During a wound repair process in rats, metaplastic columnar-lined esophagus was produced and increased in length following esophagojejunostomy, which may be independent of stem cell reprogramming, according to results from an anastomosed rodent study.
The investigators studied esophageal and tissue sections of 52 rats at different time points after esophagojejunostomy and samples were analyzed for length, type, and location of columnar lining. In addition, the sections were examined immunophenotypically to elucidate the molecular changes that occur during ulceration. Agoston T. Agoston, MD, PhD, of Brigham and Women’s Hospital and the department of pathology at Harvard Medical School, Boston, and colleagues reportedin Cellular and Molecular Gastroenterology and Hepatology.
“This rodent columnar-lined esophagus has been proposed to develop from cellular reprogramming of progenitor cells, but studies on early columnar-lined esophagus development are lacking,” the researchers wrote.
In the model, ulceration was seen 2 weeks after surgery, which began distally at the esophagojejunal anastomosis. Representative of wound healing, reepithelialization of the ulcer region took place through formation of immature glands, which were found to bud directly from jejunal crypts.
After immunophenotypic analysis, the researchers reported that “immunohistochemical characterization of neoglandular epithelium located immediately proximal to the anastomosis showed features similar to those of the native nonproliferating jejunal epithelium located immediately distal to the anastomosis.” They further reported that “the columnar-lined esophagus’s immunoprofile was similar to jejunal crypt epithelium.”
Upon further examination of the ulcer segment, Dr.
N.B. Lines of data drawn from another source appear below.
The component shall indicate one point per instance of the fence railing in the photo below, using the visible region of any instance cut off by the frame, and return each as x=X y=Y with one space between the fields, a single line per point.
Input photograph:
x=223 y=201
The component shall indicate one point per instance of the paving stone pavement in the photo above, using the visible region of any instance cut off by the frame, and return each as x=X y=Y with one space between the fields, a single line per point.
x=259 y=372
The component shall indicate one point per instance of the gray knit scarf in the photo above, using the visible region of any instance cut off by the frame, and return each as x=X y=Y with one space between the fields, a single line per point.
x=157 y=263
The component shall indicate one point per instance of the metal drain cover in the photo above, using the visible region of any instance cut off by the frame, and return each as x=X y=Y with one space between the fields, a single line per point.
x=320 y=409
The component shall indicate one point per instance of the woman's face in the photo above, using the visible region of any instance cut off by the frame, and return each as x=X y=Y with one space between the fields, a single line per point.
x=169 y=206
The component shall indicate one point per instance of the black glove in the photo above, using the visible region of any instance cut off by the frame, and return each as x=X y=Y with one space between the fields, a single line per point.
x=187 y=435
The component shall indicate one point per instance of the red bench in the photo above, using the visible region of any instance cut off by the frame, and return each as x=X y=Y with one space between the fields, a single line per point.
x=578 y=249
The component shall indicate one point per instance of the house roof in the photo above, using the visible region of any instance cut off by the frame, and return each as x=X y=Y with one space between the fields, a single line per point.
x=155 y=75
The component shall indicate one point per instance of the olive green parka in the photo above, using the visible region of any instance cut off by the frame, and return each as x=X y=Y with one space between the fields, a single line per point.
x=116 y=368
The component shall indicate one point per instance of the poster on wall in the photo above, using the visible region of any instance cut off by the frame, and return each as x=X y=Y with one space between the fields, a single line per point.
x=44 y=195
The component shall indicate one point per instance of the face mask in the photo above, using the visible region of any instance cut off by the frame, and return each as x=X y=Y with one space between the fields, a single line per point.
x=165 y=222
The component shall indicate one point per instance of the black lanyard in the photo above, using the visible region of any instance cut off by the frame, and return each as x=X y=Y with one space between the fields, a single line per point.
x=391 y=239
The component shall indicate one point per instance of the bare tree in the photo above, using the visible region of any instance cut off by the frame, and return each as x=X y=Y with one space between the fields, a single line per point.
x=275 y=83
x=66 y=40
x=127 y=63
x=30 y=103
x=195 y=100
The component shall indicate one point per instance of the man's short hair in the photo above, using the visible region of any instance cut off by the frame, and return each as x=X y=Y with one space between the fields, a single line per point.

Agoston and colleagues found that columnar-lined esophagus elongated from 0.15 mm (standard error of the mean, ± 0.1) to 5.22 mm (SEM, ± 0.37) at 2 and 32 weeks post esophagojejunostomy, respectively.
“There was a highly significant linear relationship between the length of the neoglandular epithelium in the distal esophagus and the number of weeks after surgery (correlation coefficient, 0.94; P less than .0001),” the investigators stated.
Locational analysis revealed epithelial-mesenchymal transition markers being expressed by spindle-shaped cells at the leading edge of the columnar-lined esophagus. In addition, neoglands were identified within esophageal ulcer beds and actively dividing squamous epithelium was seen exclusively at the proximal ulcer border.
Following the systematic analysis, the authors noted that the columnar-lined esophagus was most likely the result of jejunal cell migration into the esophagus. They suggested that if compared, jejunal cells may competitively dominate squamous cells in the context of chronic gastroesophageal reflux disease. Furthermore, they observed that the region of ulceration following esophagojejunostomy in their model was more expansive than that reported in other comparable rodent models of reflux esophagitis.
“The reason for this difference is not clear, but we speculate that it is the result of technical aspects of our reflux-inducing surgery,” the researchers wrote. They further explained that “we intentionally fashioned a large anastomotic orifice between the esophagus and jejunum, perhaps larger than that fashioned by other investigators.” And they concluded, “we suspect that this larger orifice resulted in esophageal exposure to larger volumes of refluxate and, consequently, larger areas of ulceration.”
The authors acknowledged their results may not be fully applicable in the context of human Barrett’s esophagus, given the rodent model. However, they do believe the findings may provide a basis to help understand the wound repair process, particularly the distal edge of ulcers that border the columnar epithelium.
“Using a rat model of reflux esophagitis via surgical esophagojejunostomy, we have shown that a metaplastic, columnar-lined esophagus develops via a wound healing process, and not via genetic reprogramming of progenitor cells,” the researchers concluded.
The study was supported by grant funding from the National Institutes of Health and the Baylor Scott and White Research Institute. The authors reported no conflicts of interest.